"The servants suspect something already," he thought, "and soon all the world will wonder what has happened. Old Jutta is right; God alone knows what misery has fallen on my house, and God alone can help, for I know not what to do."
He threw himself down on the sofa, and thought it all over again, but he could not keep still, and soon started up and began to walk up and down the room again.
"How foolish it was of me to say that God alone could help!" he thought. "God can not be expected to work miracles for our individual needs. What can God do but let him die, or me?—that would solve the difficulty."
He pressed his burning brow on the window-pane, and stared out into the darkness. "I possessed a treasure, and I did not know its value until another, who was wiser than I, came and took it from me. Perhaps—perhaps I deserve it....
"Deserve it!" he repeated. "No, no, she is my wife, and whoever takes her from me is a robber and a coward....
"He is a coward!... He, who always used to be such a good, straightforward man. I can scarcely believe that he could have been so wicked.... It must have been her fault—her fault alone.

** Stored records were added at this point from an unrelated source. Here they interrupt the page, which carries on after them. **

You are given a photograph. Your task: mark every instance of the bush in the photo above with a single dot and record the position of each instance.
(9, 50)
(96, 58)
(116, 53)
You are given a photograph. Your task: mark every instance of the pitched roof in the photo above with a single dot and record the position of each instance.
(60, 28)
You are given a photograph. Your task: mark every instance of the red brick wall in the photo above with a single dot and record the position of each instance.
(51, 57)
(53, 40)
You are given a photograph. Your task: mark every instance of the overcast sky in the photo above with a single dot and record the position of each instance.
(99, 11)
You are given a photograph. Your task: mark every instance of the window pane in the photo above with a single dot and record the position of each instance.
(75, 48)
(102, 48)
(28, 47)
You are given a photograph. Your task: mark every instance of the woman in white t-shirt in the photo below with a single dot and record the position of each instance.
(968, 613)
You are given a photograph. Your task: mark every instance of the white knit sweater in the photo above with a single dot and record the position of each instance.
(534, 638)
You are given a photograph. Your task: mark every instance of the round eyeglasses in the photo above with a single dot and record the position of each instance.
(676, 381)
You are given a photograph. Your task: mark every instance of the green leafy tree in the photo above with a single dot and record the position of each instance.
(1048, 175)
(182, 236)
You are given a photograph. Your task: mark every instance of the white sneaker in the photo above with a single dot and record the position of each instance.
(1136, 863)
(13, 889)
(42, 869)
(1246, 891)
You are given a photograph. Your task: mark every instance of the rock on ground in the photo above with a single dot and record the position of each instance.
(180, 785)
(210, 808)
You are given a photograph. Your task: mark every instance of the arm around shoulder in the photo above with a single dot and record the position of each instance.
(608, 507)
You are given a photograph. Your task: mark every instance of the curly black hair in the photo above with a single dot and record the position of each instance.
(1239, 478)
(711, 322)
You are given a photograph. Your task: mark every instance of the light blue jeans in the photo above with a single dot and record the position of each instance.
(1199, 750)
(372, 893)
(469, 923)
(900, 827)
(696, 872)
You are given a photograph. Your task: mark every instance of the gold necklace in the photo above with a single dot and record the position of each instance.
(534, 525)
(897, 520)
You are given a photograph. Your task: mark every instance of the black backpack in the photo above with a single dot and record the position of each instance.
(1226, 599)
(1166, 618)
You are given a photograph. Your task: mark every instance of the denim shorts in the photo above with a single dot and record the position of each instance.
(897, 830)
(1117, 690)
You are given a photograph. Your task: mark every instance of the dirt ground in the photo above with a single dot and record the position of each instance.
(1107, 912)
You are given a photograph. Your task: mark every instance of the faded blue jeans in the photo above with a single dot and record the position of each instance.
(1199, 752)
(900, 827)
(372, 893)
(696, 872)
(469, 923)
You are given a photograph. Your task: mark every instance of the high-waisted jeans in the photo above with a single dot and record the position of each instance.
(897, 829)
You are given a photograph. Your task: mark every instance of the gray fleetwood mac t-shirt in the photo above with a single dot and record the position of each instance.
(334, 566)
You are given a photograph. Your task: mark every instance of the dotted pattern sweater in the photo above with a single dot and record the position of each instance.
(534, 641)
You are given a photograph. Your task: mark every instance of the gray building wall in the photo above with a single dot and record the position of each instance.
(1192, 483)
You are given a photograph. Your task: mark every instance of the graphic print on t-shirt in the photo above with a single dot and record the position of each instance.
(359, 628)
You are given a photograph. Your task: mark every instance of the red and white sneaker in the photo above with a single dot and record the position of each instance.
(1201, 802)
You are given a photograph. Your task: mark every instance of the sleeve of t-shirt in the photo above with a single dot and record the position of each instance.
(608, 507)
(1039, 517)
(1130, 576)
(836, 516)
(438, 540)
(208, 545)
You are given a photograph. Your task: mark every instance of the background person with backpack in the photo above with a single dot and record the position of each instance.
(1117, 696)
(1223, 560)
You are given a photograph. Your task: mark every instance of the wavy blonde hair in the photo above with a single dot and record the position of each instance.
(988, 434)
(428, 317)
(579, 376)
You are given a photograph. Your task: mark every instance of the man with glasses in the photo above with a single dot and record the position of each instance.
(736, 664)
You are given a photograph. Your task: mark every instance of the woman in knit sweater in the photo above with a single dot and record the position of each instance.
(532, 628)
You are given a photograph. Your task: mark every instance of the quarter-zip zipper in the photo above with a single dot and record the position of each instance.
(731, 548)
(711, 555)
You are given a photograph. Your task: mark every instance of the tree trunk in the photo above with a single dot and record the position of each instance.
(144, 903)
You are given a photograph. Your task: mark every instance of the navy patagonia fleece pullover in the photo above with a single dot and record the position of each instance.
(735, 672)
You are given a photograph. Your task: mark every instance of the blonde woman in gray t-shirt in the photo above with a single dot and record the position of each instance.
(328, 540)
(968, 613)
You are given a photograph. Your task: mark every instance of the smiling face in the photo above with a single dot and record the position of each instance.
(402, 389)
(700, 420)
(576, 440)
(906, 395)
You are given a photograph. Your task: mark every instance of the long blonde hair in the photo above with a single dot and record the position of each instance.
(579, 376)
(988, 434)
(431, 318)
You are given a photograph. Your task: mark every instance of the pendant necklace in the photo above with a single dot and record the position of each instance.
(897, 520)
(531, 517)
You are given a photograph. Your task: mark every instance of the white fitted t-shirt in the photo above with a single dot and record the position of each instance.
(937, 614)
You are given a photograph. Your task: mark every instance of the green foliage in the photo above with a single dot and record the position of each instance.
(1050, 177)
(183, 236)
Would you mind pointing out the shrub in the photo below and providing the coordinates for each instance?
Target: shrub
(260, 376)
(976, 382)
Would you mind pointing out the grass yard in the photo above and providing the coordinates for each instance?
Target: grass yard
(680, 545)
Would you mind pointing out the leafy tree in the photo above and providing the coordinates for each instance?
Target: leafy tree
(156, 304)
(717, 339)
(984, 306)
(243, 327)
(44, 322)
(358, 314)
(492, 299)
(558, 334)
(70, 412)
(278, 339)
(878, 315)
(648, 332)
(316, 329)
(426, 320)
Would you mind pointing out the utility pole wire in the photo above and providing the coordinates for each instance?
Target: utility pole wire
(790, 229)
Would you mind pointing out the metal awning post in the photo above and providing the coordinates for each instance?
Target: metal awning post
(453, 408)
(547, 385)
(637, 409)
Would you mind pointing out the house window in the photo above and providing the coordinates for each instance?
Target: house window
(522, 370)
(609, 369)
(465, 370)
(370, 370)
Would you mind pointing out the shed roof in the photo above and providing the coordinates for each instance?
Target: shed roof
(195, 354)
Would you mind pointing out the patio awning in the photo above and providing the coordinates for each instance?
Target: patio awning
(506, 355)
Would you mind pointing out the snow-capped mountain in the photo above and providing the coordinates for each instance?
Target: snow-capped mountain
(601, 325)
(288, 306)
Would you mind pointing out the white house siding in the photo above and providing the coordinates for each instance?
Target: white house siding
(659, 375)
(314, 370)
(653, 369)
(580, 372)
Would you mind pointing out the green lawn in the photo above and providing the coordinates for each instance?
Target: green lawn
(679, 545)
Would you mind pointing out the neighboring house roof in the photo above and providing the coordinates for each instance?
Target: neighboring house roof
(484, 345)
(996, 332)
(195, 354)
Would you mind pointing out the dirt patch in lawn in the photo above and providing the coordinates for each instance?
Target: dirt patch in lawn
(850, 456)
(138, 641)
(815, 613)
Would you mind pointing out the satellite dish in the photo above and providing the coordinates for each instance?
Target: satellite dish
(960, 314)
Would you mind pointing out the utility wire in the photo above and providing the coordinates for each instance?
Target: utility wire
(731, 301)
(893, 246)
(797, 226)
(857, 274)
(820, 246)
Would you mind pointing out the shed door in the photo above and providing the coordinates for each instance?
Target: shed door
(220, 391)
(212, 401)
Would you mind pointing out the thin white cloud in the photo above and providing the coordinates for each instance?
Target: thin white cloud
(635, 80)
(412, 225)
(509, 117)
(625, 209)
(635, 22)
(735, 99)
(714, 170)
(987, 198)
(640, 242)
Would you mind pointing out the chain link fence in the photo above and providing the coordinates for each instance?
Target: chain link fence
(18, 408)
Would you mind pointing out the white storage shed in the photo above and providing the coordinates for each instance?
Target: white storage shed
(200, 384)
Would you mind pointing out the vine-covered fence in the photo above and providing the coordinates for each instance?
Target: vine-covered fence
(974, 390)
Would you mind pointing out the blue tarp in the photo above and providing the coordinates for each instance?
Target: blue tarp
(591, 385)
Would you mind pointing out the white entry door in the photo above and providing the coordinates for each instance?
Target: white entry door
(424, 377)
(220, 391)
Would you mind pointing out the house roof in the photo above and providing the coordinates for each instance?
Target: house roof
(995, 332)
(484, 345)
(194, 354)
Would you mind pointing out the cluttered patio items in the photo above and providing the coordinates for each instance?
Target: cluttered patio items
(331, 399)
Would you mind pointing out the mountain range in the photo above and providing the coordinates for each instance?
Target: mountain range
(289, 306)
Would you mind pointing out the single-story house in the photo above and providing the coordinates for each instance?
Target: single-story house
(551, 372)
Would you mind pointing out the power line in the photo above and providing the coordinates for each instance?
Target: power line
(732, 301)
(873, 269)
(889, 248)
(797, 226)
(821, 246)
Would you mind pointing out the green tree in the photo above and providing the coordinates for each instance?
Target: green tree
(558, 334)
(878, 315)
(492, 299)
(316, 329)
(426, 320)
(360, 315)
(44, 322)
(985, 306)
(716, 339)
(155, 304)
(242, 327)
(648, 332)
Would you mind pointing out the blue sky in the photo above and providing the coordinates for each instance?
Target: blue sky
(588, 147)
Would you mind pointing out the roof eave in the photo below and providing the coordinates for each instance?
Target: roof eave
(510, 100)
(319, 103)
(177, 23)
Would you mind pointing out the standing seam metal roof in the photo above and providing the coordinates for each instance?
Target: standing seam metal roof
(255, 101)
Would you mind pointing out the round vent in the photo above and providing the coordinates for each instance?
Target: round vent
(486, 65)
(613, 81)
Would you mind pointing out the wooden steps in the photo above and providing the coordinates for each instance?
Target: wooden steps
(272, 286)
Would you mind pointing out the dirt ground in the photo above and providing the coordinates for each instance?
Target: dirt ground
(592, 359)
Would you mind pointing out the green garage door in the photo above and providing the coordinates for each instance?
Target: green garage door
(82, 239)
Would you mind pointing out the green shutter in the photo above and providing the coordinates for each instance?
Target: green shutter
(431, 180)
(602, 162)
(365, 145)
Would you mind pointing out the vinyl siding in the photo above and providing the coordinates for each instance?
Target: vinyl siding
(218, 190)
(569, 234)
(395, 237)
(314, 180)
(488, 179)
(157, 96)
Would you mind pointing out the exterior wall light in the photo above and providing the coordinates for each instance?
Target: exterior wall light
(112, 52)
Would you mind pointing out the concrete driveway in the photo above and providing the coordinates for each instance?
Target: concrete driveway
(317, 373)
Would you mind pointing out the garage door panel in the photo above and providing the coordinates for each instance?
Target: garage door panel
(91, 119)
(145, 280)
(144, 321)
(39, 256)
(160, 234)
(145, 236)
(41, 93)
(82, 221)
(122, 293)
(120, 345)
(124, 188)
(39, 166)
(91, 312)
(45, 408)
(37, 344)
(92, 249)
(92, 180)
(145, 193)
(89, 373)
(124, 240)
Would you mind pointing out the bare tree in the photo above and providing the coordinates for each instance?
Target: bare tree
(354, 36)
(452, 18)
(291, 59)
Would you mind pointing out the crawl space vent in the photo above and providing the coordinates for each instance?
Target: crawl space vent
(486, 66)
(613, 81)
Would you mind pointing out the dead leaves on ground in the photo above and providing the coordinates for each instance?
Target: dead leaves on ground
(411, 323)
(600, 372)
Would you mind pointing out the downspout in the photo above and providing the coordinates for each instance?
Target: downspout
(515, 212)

"But oh, is a wife like other property, as I have always thought? Is she no more than any other chattel, such as an ornament or a house? Has she not a will like every other human being? And has that will ever been consulted?...
"That was the sin, and now we are suffering from its consequences.
"I was not to blame in those old days; nor was she. And we have lived irreproachably for many years. The punishment for that sin has come upon us now; and on which of us is the expiation to fall?...
"Can I give her up? If I do, my heart will break; but my heart must not decide. I must not think of myself; but try to find out whether it would not be a sin against God and the law. Ought I to let my wife leave me, and become the mistress of a Christian, or even become a Christian herself? Ought I to bring such shame upon the name of our God and upon his people?"